SI Variations of Google Trends Data

Google Trends historical data constantly change as a consequence of renormalizations and algorithm updates. To study the robustness of ARGO to Google Trends data revisions, we obtained the search frequencies of the search query terms identified by Google Correlate on May 22, 2010 (see Fig. S1 and Table S4) from the Google Trends website (www.google.com/trends) on 25 different days in April 2015. We studied the variability of ARGO’s performance when using these 25 different versions of Google Trends data as input variables for the common time period of September 28, 2014 to March 29, 2015. We studied the 2014–2015 flu season only partially (up to March 2015) because this is the longest study period covered by all of the obtained versions of Google Trends data, at the time (May 1, 2015) of the first submission of this article. We want to emphasize that Google Correlate data were only available up to February 2014 when accessed in April 2015.
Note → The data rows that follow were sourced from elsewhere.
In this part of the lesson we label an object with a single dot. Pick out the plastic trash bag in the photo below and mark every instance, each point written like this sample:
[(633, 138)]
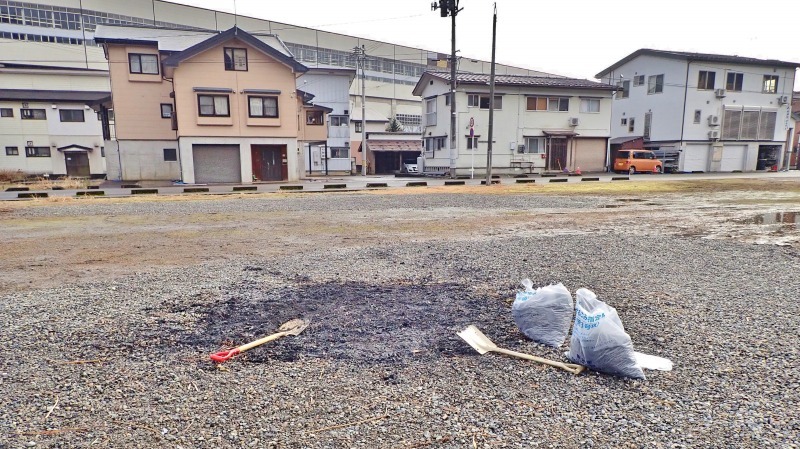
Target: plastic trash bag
[(599, 341), (545, 314)]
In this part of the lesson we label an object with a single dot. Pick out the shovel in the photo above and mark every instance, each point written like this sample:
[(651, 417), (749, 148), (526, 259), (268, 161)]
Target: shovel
[(293, 327), (482, 344)]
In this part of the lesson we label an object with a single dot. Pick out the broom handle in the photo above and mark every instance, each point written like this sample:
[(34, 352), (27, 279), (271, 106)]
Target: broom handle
[(571, 367)]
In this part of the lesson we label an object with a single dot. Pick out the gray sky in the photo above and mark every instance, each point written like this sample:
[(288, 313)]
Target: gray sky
[(575, 38)]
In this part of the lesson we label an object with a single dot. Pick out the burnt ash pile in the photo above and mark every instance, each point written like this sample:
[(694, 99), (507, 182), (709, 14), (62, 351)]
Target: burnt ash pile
[(361, 323)]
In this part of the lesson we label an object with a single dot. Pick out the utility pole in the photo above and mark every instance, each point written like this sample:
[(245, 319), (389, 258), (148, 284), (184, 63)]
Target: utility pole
[(361, 56), (450, 7), (491, 102)]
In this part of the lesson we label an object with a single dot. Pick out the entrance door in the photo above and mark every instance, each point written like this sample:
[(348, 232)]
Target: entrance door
[(77, 164), (270, 162), (558, 154)]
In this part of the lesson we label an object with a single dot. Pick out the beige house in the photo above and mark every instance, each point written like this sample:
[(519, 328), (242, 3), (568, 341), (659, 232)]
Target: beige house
[(207, 108)]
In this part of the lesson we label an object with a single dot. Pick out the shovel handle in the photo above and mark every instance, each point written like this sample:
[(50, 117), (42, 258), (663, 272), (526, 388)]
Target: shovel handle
[(570, 367), (223, 356)]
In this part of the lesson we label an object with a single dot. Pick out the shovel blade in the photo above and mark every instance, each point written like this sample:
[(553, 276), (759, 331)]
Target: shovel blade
[(475, 338)]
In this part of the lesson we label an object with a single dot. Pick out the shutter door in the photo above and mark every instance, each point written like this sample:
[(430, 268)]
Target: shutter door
[(216, 164), (695, 158), (733, 157)]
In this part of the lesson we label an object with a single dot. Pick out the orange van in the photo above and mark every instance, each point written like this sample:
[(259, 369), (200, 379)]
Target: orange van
[(633, 161)]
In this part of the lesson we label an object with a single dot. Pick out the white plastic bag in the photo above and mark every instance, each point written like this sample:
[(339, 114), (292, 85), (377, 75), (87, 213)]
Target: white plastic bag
[(599, 341), (543, 315)]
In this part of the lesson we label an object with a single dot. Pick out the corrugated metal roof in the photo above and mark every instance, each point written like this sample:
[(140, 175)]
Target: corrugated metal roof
[(705, 57), (171, 40), (522, 80), (52, 55)]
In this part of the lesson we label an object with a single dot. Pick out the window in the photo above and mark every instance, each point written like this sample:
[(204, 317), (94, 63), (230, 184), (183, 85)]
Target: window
[(655, 84), (558, 104), (498, 102), (590, 105), (534, 145), (166, 110), (338, 120), (170, 155), (430, 112), (626, 89), (266, 107), (236, 59), (340, 153), (705, 81), (315, 118), (734, 81), (145, 64), (770, 84), (33, 114), (37, 151), (71, 115), (214, 105)]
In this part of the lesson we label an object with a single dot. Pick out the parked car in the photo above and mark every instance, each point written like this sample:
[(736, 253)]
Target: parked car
[(633, 161)]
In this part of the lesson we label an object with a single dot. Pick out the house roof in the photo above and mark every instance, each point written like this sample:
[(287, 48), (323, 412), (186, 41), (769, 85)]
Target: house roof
[(691, 57), (77, 96), (225, 36), (511, 80)]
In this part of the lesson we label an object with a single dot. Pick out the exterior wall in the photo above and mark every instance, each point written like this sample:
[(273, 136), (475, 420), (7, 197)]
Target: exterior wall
[(51, 133), (512, 125), (293, 153), (138, 98), (207, 70), (141, 160), (666, 107)]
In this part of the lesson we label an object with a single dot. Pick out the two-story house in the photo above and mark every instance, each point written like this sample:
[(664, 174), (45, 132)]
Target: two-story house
[(206, 107), (720, 113), (540, 123), (47, 124)]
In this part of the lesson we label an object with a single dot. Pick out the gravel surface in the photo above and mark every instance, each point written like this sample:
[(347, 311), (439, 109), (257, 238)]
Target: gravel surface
[(122, 361)]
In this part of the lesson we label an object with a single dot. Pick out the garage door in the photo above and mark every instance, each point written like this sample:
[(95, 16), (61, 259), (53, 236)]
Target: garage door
[(695, 158), (733, 157), (216, 163)]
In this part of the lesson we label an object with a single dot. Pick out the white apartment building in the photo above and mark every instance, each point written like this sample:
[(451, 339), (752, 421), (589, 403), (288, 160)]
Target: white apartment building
[(720, 113), (541, 124), (47, 124), (391, 70)]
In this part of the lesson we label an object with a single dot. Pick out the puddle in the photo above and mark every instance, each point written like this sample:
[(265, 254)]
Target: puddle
[(787, 219)]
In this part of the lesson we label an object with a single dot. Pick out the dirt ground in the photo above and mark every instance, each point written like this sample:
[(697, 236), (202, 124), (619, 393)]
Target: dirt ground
[(46, 249)]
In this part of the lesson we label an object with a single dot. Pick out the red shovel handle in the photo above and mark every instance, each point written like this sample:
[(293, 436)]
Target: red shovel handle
[(222, 356)]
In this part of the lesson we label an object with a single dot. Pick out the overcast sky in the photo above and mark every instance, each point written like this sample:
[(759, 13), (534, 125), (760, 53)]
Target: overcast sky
[(576, 38)]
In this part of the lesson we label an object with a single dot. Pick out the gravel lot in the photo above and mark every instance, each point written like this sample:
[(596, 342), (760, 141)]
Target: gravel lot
[(109, 310)]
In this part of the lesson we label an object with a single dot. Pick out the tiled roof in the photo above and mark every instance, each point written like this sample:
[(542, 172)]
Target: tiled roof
[(522, 80), (706, 57)]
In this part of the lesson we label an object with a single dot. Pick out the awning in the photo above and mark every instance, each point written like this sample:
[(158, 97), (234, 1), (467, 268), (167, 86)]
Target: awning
[(395, 145), (559, 133)]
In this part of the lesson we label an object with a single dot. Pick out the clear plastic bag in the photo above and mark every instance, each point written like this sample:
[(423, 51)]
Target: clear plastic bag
[(599, 340), (545, 314)]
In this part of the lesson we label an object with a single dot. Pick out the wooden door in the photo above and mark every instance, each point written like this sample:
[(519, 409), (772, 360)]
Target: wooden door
[(77, 164)]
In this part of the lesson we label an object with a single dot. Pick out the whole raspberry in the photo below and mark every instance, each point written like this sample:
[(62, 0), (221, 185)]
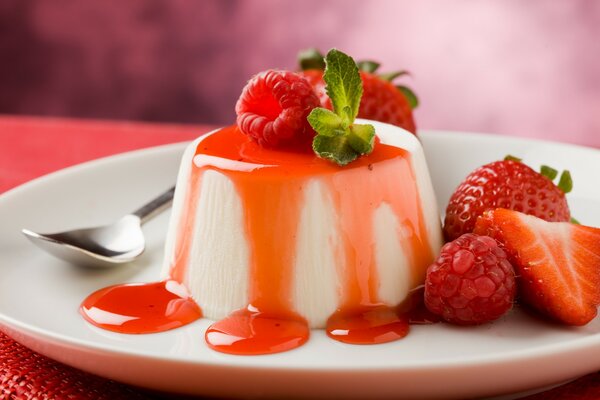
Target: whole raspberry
[(273, 107), (471, 282), (504, 184)]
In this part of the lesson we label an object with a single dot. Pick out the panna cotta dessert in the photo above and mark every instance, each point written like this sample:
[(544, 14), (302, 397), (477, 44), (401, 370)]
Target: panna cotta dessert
[(290, 233), (298, 217)]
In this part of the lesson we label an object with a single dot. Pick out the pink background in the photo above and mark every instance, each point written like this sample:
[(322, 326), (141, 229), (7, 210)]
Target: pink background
[(526, 68)]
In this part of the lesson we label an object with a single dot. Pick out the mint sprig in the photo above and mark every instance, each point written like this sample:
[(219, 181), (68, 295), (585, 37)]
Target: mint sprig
[(338, 138)]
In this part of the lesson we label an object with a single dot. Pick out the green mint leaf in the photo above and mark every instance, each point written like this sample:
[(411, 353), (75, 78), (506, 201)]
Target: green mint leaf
[(361, 138), (390, 76), (412, 98), (311, 59), (326, 123), (344, 86), (334, 148), (548, 172), (565, 182), (338, 139), (367, 66)]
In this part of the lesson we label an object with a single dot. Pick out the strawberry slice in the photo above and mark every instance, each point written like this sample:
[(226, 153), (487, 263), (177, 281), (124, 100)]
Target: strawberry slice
[(557, 263)]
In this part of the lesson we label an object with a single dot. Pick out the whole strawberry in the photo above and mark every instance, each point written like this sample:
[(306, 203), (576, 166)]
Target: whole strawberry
[(506, 184), (557, 263), (381, 100), (471, 282), (273, 108)]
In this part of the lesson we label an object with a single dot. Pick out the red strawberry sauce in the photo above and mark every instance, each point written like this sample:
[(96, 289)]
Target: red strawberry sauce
[(269, 323)]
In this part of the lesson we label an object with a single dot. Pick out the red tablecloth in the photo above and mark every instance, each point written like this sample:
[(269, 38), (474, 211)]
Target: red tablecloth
[(31, 147)]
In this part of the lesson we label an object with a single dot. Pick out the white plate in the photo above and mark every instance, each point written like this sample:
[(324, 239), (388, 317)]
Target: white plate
[(39, 297)]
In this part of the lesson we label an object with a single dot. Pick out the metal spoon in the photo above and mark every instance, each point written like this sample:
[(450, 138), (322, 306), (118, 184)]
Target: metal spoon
[(103, 246)]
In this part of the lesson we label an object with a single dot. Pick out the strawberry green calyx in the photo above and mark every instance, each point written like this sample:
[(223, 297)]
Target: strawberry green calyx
[(338, 138), (565, 183), (548, 172), (412, 98), (311, 59), (368, 66), (510, 157)]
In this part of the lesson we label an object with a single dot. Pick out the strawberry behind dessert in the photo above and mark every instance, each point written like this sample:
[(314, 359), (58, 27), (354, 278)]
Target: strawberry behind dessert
[(507, 184), (381, 101), (557, 263)]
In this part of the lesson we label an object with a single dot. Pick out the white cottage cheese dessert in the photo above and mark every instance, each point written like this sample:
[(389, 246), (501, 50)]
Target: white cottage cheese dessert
[(289, 233)]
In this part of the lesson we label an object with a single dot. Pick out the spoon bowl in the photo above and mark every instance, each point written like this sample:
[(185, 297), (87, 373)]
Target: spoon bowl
[(103, 246)]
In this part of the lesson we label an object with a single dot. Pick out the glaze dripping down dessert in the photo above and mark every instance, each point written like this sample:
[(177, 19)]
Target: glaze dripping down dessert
[(292, 233), (296, 218)]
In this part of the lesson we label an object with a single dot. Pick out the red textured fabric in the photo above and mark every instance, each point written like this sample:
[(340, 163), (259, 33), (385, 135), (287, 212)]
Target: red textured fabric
[(28, 375), (31, 147)]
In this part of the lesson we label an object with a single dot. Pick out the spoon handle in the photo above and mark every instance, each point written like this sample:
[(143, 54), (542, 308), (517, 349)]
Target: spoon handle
[(155, 207)]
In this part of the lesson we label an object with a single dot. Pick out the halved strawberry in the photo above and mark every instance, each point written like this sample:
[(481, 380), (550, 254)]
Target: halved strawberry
[(557, 263)]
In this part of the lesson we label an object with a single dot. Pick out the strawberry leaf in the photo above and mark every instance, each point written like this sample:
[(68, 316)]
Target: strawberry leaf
[(390, 76), (510, 157), (367, 66), (566, 182), (548, 172), (361, 138), (412, 98)]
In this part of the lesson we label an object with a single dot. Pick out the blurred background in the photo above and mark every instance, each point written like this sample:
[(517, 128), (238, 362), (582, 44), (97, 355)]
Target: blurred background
[(523, 68)]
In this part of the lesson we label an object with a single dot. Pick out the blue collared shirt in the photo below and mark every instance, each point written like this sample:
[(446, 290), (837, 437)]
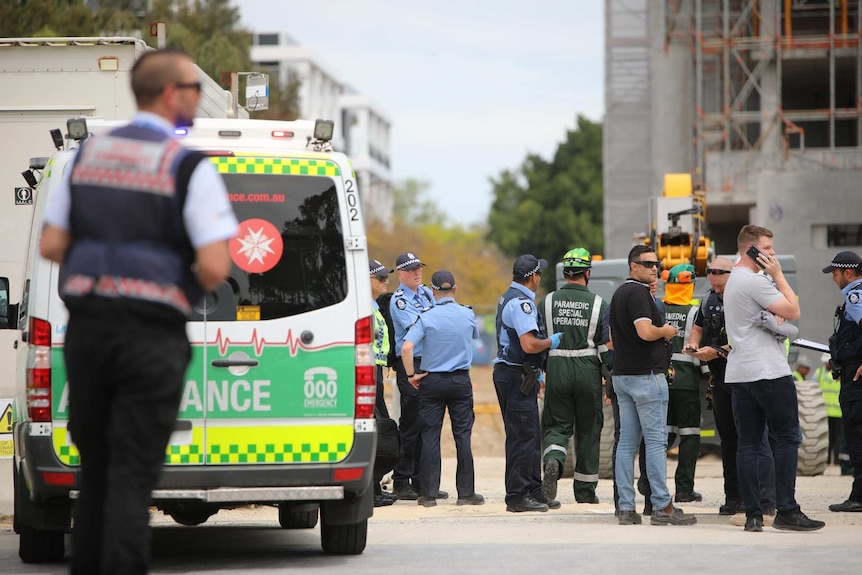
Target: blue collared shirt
[(447, 329), (404, 307), (207, 213), (519, 315)]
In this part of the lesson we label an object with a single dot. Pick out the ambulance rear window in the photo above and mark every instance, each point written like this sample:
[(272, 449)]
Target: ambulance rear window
[(288, 257)]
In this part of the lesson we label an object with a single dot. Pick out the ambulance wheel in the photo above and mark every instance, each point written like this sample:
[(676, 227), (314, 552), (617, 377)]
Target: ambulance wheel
[(35, 545), (346, 539), (190, 513), (298, 516), (814, 425)]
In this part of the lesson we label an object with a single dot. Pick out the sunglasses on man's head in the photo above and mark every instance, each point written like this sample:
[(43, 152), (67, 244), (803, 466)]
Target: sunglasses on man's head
[(648, 264)]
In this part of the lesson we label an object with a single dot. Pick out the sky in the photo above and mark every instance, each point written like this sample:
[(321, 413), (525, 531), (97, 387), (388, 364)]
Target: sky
[(471, 87)]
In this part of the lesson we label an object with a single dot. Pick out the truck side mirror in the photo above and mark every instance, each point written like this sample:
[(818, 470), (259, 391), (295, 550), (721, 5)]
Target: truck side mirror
[(8, 313)]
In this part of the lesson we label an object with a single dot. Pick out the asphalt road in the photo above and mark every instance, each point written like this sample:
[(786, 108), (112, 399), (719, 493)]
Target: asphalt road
[(406, 538)]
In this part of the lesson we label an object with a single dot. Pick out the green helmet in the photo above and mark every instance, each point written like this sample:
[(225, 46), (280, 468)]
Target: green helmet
[(577, 258)]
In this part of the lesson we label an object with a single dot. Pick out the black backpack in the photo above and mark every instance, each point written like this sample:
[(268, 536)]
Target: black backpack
[(383, 302)]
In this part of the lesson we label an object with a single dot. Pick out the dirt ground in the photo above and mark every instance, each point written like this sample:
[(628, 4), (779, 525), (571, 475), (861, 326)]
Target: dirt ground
[(488, 435)]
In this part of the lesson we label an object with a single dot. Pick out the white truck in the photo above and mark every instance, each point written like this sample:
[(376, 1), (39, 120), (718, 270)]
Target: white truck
[(45, 82)]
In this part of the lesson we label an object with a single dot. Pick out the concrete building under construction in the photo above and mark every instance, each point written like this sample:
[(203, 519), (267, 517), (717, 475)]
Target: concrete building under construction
[(761, 101)]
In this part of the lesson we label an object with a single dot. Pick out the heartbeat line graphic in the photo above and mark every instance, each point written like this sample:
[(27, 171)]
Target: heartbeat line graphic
[(259, 342)]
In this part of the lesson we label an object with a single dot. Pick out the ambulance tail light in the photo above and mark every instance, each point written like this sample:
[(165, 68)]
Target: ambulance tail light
[(39, 371), (366, 384)]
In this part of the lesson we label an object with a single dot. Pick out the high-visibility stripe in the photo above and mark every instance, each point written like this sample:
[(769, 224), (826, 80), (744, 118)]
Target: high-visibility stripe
[(586, 478), (551, 448), (573, 352)]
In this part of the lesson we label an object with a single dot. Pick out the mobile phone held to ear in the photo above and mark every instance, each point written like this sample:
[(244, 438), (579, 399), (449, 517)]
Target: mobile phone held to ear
[(753, 252)]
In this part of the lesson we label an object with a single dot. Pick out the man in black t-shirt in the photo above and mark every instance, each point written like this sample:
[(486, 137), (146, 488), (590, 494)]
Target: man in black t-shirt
[(640, 366)]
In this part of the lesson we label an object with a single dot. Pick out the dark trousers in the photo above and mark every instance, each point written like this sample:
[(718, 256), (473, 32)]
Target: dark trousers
[(722, 407), (437, 393), (126, 377), (381, 411), (410, 424), (523, 436), (835, 425), (755, 404), (851, 415)]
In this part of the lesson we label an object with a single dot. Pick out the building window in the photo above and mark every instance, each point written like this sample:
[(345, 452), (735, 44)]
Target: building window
[(267, 39), (844, 235)]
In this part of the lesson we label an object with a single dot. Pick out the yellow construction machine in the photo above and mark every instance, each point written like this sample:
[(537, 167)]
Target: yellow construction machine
[(678, 224)]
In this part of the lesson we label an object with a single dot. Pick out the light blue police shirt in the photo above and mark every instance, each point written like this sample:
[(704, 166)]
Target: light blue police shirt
[(447, 329), (207, 213), (519, 315), (404, 307)]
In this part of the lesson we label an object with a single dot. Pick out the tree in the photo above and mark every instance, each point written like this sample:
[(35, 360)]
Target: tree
[(481, 272), (547, 208)]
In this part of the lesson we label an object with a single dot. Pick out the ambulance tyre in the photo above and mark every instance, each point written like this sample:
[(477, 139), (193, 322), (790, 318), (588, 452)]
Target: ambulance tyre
[(298, 516), (35, 545), (814, 425), (348, 539)]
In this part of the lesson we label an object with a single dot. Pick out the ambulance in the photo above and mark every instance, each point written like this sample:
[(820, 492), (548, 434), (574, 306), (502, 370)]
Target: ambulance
[(278, 403)]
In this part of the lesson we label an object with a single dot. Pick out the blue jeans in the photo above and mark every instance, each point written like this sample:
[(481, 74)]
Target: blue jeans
[(643, 411), (755, 404)]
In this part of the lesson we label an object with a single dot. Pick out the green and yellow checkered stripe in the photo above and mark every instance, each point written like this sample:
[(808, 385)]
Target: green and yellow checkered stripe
[(67, 452), (283, 444), (278, 166), (230, 445)]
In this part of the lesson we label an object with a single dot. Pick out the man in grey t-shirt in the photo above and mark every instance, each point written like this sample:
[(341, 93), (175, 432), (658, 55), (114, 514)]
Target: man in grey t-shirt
[(763, 390)]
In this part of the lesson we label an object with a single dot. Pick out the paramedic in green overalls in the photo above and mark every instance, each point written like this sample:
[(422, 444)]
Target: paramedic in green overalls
[(683, 410), (573, 388)]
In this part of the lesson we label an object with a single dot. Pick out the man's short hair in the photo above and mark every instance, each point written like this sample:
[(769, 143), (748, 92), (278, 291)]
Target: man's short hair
[(639, 250), (153, 71), (749, 235)]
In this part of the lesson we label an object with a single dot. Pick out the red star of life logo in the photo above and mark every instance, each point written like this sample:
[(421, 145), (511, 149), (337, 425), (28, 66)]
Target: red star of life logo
[(257, 247)]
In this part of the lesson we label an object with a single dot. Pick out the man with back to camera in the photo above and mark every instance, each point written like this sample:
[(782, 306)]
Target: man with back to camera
[(379, 282), (640, 365), (573, 386), (444, 383), (133, 264), (521, 344), (762, 387), (709, 342), (845, 348), (409, 300)]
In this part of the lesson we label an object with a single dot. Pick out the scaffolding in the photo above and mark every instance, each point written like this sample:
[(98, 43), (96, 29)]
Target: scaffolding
[(771, 77)]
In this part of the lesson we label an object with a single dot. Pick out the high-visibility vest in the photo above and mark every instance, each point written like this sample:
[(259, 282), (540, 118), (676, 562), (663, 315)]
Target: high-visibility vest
[(830, 389)]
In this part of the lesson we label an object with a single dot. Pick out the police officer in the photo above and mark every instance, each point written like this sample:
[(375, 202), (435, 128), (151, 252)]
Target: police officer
[(409, 300), (708, 339), (132, 269), (845, 347), (573, 388), (521, 346), (379, 281), (444, 383), (683, 411)]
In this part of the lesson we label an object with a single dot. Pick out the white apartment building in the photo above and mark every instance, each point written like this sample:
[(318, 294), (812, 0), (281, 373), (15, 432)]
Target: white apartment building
[(361, 129)]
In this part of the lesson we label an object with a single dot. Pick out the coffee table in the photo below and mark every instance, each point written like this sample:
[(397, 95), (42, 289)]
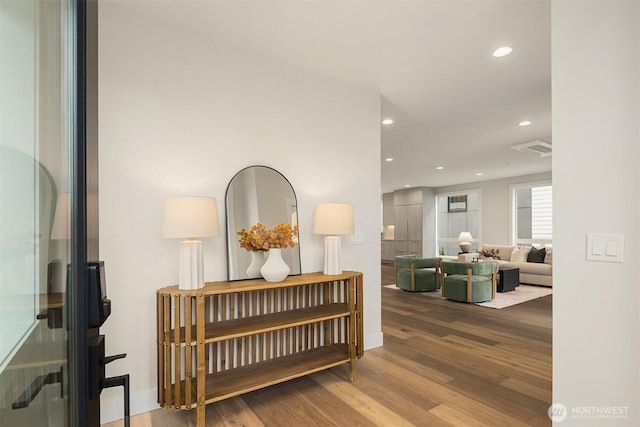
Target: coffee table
[(508, 279)]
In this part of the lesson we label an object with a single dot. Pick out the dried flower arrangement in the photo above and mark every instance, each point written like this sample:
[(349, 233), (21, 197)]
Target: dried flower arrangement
[(261, 238), (490, 253)]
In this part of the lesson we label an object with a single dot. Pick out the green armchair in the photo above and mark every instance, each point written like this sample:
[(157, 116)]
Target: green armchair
[(469, 281), (417, 274)]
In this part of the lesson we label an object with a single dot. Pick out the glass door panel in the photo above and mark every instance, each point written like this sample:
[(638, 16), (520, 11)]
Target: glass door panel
[(35, 145)]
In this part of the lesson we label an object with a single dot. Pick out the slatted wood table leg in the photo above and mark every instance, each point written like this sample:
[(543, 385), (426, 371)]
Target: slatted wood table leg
[(360, 314), (201, 397), (167, 349), (160, 343), (352, 328), (177, 350), (188, 358)]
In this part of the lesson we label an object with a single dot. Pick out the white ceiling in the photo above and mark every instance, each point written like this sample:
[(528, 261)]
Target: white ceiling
[(454, 105)]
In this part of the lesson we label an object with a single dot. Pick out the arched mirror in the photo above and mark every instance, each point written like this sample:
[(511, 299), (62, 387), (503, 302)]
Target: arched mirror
[(258, 194)]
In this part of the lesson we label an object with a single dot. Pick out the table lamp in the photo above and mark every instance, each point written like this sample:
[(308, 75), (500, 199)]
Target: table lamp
[(465, 239), (333, 219), (190, 217)]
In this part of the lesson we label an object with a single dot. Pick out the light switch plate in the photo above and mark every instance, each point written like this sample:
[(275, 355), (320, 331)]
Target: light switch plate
[(605, 247), (357, 239)]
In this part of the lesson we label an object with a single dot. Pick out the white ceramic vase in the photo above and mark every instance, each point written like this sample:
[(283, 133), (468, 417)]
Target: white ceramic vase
[(274, 269), (257, 261)]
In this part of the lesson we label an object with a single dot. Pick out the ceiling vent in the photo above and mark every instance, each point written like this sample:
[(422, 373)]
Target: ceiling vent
[(541, 148)]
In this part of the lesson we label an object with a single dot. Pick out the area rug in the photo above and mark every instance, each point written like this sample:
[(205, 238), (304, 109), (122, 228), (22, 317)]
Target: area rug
[(521, 294)]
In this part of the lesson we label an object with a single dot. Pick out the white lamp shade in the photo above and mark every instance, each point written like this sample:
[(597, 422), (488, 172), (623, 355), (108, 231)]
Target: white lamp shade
[(190, 217), (333, 218), (465, 236)]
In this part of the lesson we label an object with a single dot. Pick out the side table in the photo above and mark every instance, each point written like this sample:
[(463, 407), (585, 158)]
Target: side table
[(508, 279)]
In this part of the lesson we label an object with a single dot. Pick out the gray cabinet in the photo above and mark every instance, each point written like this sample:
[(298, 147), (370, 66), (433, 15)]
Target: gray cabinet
[(411, 211)]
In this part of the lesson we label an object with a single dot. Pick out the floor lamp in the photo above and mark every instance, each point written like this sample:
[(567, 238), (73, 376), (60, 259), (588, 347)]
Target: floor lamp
[(333, 219), (190, 217)]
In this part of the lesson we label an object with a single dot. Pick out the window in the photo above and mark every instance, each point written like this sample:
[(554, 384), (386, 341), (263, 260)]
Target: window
[(532, 214), (456, 213)]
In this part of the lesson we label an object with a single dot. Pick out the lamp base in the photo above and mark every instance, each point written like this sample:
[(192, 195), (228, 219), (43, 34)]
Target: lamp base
[(332, 255), (465, 247), (191, 265)]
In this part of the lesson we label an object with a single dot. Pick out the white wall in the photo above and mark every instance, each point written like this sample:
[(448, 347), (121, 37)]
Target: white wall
[(495, 204), (596, 139), (180, 115)]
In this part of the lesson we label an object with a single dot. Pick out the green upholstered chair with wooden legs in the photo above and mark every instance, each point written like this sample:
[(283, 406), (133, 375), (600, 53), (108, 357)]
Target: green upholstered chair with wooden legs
[(417, 274), (469, 281)]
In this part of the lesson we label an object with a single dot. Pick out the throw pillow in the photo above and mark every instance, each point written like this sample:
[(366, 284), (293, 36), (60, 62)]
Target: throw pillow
[(519, 254), (536, 255)]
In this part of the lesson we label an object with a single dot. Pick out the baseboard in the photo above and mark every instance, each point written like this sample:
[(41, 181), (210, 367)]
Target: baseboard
[(112, 405), (373, 341)]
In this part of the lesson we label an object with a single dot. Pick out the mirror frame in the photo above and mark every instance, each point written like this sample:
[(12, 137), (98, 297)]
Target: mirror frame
[(236, 263)]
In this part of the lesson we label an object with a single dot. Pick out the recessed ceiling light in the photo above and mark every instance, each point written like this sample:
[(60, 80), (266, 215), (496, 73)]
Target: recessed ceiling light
[(502, 51)]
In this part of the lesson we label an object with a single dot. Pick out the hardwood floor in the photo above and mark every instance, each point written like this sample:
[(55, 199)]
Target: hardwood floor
[(443, 364)]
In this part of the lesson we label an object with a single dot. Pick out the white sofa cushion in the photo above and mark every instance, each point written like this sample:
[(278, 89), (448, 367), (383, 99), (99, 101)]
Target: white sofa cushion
[(531, 267), (519, 254), (504, 252)]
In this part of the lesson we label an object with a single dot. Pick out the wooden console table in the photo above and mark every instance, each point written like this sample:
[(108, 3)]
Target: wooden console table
[(230, 338)]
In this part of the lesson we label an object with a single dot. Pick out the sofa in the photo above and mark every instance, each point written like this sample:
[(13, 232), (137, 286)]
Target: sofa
[(536, 265)]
Despite the inevitable variation to the revision of the low-quality data from Google Trends, ARGO still achieves considerable stability compared with the method of Santillana et al. (16) during this time period. Table S2 suggests that ARGO is threefold more robust than the method of ref. 16. The incorporation of time series information helps ARGO achieve stability. As an extreme example, the AR(3) model focuses entirely on the time series information and is thus independent of Google Trends data revisions. GFT, formulated with the original search variables as inputs, is, by construction, insensitive to the changes in Google Trends data. For this portion of the study, we included the signal from GFT for context only, and we treat it as exogenous in our analysis. Based on the results from previous time periods, it is highly likely that if we had access to Google’s internal raw data (i.e., historical search volume for disease-related phrases), we would have achieved the same stability as well. However, even with these low-quality data, ARGO outperforms GFT uniformly on all versions of data in terms of both RMSE and MAE.